China’s Mars Mission: Zhurong Rover Sends Intriguing Audio and Video Clips
China’s Tianwen-1 Mars mission, which has the ‘Zhurong rover’ on board, has been going about its work, smoothly functioning on the surface of Mars. The China National Space Administration (CNSA) released a video series captured by Zhurong on the surface of Mars, including a 23-second clip of the rover's descent to the surface.
One of the videos captured the rapid deceleration of the lander which encased the Zhurong rover before it settled on the surface of Mars. The video, which showed elements of the surface of Mars, also captured how a parachute was deployed to help with the landing.
The Tianwen-1 mission, launched by the CNSA on July 23, 2020, comprises a robotic spacecraft that contains an orbiter, a lander, and the rover named Zhurong.
After seven months of its journey, the spacecraft finally entered the Martian orbit on February 10, 2021. Thereafter, the probe surveyed the area to find out the safest spot where the rover could land. This process continued for three months and on May 15, the lander touched the Martian surface. On May 22, the Zhurong rover drove onto the surface of the planet. China thus marked itself out as the third nation to make a soft landing on Mars and establishing communication from its surface after the erstwhile Soviet Union and the USA.
The Chinese rover landed on Utopia Planitia, a region in the northern hemisphere of the planet. Zhurong is equipped with six scientific instruments – ground-penetrating radar with a capacity of imaging about 100 metres below the surface of Mars; a surface magnetic field detector; Mars climate station including thermometre, anemometre (a device to measure wind speed and direction), and a pressure sensor; Mars surface compound detector (this instrument has infrared spectroscopy and laser-induced breakdown spectroscopy); multi-spectrum cameras, and navigation and topography cameras.
The second video released by CNSA showed when Zhurong ‘rolled off a ramp over the landing platform’. A microphone recorded the sound made by the electric motors and rolling of the rover's wheels.

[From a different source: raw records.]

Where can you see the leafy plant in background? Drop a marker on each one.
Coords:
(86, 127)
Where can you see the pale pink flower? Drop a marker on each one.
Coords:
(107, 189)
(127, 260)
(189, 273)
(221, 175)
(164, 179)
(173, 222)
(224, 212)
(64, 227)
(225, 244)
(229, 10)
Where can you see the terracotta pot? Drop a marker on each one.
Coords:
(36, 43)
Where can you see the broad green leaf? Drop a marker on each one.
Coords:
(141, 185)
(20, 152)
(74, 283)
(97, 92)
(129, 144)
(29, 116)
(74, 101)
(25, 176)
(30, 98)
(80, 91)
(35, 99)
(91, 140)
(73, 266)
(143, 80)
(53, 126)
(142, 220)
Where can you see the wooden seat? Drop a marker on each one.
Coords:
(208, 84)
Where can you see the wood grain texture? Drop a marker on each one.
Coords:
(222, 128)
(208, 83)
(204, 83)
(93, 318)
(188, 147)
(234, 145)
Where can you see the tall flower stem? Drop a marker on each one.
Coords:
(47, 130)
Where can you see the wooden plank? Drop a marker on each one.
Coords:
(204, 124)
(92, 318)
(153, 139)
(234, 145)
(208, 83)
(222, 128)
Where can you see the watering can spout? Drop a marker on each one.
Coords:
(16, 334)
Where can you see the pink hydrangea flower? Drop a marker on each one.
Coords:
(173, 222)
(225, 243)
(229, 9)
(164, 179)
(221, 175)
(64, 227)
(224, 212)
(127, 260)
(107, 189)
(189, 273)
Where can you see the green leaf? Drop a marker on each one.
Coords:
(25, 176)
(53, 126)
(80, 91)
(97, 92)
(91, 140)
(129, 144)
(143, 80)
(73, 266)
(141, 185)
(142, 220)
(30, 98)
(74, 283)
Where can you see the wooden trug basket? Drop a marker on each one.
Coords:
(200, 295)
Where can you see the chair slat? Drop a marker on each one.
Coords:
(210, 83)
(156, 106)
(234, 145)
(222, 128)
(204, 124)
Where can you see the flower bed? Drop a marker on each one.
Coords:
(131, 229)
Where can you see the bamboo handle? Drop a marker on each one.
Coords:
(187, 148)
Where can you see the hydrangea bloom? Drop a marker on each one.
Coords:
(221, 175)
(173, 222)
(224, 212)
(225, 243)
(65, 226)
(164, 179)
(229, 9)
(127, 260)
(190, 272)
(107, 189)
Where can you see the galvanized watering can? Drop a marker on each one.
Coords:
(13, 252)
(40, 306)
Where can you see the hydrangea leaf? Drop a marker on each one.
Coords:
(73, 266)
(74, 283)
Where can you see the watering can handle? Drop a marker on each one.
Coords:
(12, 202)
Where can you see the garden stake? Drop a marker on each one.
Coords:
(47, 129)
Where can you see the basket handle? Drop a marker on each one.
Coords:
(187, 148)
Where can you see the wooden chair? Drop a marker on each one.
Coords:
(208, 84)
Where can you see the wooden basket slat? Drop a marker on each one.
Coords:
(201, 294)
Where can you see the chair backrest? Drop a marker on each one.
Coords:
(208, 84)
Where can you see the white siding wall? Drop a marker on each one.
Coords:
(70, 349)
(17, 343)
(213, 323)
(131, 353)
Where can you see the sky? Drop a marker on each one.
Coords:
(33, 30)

According to David Flannery, an astrobiologist with the Queensland University of Technology in Brisbane, Australia, and a member of the team working on NASA’s Perseverance rover, the video footage has valuabe data. “...the sounds from Zhurong are intriguing because Perseverance also has a microphone, and the researchers are trying to correlate audio it detects with data from the rover’s weather station to study wind patterns,” he said.
On June 1, Zhurong dropped a wireless camera to the ground and took a selfie of the rover along with the lander. The third clip of footage documents the reversing and manoeuvring of Zhurong.
CNSA said that Zhurong had traversed 236 meters on Mars so far. This is a significant distance traversed by a rover for a first mission. NASA’s first Mars rover, Sojourner, could traverse only 100 meters in total. The Sojourner landed on the surface of Mars in 1997.